Corelogic came out with their October Housing and Mortgage Trends report a little while ago and there are several interesting insights which I will summarize here. Unfortunately, they are pretty clear that they don’t want any part of their report reproduced so I won’t be displaying any of their graphs but you can click on that link above to see them for yourself.
- Home ownership rates have declined substantially for younger people from 1980 to 2010. See figure 3. In the 25 – 34 age group the home ownership rate has declined from 51.6% to 42% and for 35 – 44 year olds it has declined from 71.2% to 62.3%. Home ownership rates have actually increased for people above 54.
- There is a rather disturbing trend that people are spending much more on housing than they did 25 years ago.
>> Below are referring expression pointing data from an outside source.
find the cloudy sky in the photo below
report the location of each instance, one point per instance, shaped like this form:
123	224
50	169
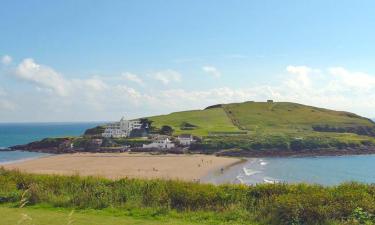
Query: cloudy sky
98	60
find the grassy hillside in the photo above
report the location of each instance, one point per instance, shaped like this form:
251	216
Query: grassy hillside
260	116
289	116
48	199
203	121
271	125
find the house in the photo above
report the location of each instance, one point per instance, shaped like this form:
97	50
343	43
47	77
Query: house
160	143
185	139
121	128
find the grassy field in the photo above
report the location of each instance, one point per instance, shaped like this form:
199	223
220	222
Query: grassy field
259	117
211	120
289	116
272	125
60	216
49	199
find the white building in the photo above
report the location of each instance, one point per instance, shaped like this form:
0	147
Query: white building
121	129
160	143
185	139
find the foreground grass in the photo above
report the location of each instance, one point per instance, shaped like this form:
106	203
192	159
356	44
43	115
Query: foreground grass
60	216
178	202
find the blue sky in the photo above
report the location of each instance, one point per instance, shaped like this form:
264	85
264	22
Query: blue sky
97	60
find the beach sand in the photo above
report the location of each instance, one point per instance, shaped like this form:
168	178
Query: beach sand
120	165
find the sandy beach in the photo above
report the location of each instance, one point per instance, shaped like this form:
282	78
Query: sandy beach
120	165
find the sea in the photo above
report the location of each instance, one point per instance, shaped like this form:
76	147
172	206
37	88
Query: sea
327	170
22	133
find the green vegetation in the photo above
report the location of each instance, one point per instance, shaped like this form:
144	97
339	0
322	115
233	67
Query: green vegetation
96	131
204	121
177	202
43	215
271	125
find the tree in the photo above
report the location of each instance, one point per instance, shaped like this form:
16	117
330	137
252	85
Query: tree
166	130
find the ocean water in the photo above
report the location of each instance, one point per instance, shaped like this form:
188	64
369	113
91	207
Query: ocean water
327	170
22	133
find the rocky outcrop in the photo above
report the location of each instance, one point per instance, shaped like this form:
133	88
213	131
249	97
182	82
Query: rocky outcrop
48	145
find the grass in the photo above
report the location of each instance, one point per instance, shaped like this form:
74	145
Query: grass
267	123
49	199
61	216
206	121
289	116
259	117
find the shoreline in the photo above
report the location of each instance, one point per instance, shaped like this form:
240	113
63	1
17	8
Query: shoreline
126	165
274	153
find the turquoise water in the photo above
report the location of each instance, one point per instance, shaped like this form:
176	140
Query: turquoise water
22	133
320	170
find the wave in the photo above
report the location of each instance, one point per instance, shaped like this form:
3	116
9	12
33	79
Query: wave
262	162
249	172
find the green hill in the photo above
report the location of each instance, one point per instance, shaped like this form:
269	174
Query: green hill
245	128
261	116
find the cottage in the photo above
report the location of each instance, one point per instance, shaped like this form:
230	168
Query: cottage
185	139
121	128
160	143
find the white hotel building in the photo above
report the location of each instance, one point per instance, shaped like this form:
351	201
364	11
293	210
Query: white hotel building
121	129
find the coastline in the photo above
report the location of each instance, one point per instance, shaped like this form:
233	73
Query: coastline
274	153
127	165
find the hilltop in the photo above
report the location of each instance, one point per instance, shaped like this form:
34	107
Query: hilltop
272	129
240	129
270	117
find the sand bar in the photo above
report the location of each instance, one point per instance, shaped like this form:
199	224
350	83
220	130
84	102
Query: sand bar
120	165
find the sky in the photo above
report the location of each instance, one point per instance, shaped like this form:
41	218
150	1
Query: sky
96	60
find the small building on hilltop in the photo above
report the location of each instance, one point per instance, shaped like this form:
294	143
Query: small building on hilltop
185	139
160	143
121	128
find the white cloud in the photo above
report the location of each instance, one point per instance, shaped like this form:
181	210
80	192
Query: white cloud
42	76
94	99
351	79
6	60
132	77
167	76
213	71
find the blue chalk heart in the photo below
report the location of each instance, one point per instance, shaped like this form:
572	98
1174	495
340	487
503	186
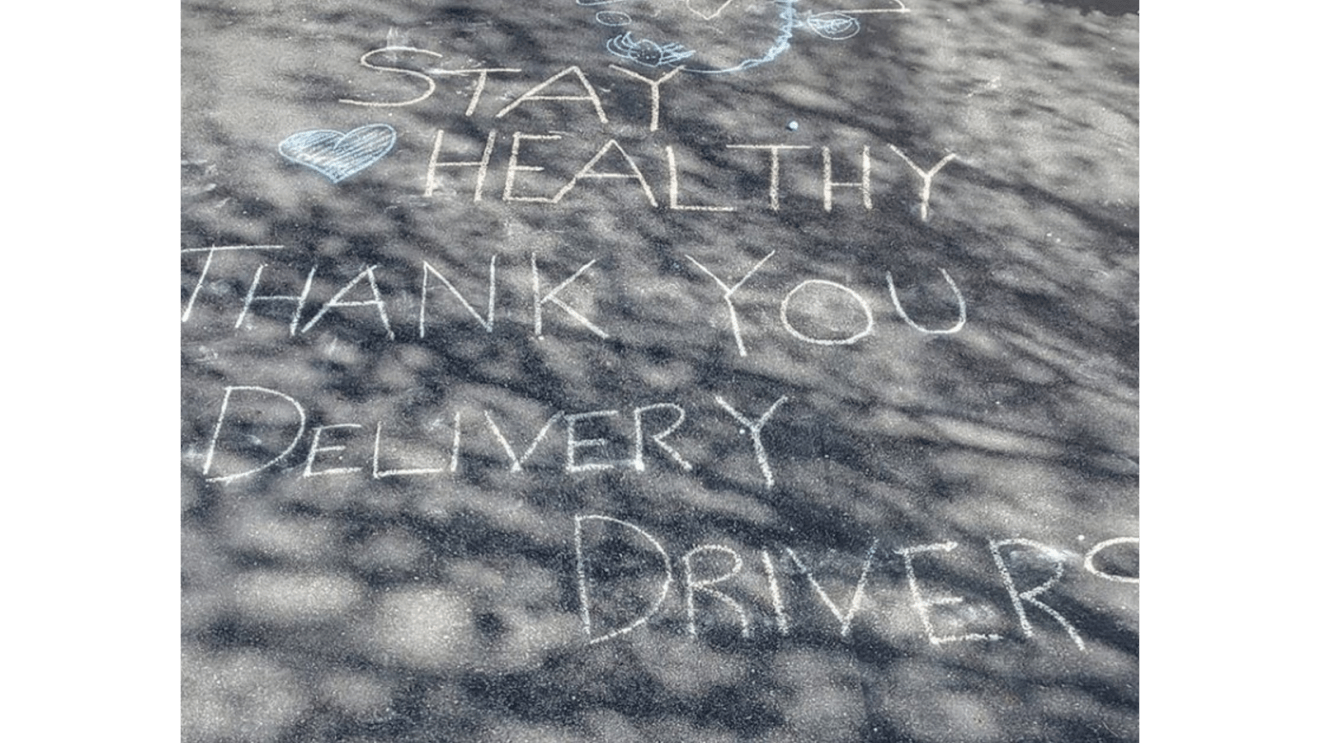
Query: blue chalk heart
337	155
See figure 4. Since 1985 homeowners have increased the % of their total expenditures allocated to housing from 21.2% to 33.2% while renters have increased their housing % from 16.4% to 38.4%.
- Note that renters now spend quite a bit more (on a relative basis) on housing than homeowners do. If I were the NAR I would probably claim that this shows that it’s cheaper to own than rent but that would be a stupid conclusion. You can’t really be sure what this means. It probably means that a landlord is more willing to let you extend yourself than a mortgage lender.
- Most foreclosed properties that are taken over by the banks sell pretty quickly but almost 10% of those foreclosed in 2006 remain bank owned as of the second quarter of 2010. In all likelihood these properties are really scary.
- Bank owned properties have recently taken longer to sell. During 2006 and 2007 20% of foreclosed properties were sold by the lenders within 3 months. That percentage increased to 46% during the second quarter of 2009 but by the second quarter of 2010 the percentage declined to 36%.
- More and more of the bank owned properties are being bought with cash. The percentage has risen from 40% in early 2006 to 56% by the second quarter of 2010.
- When you look at CoreLogic’s mortgage performance charts on page 5 of the report you see that delinquencies and foreclosure filings are trending down over the last 2 years – much more so than you would imagine from what you read about in other sources.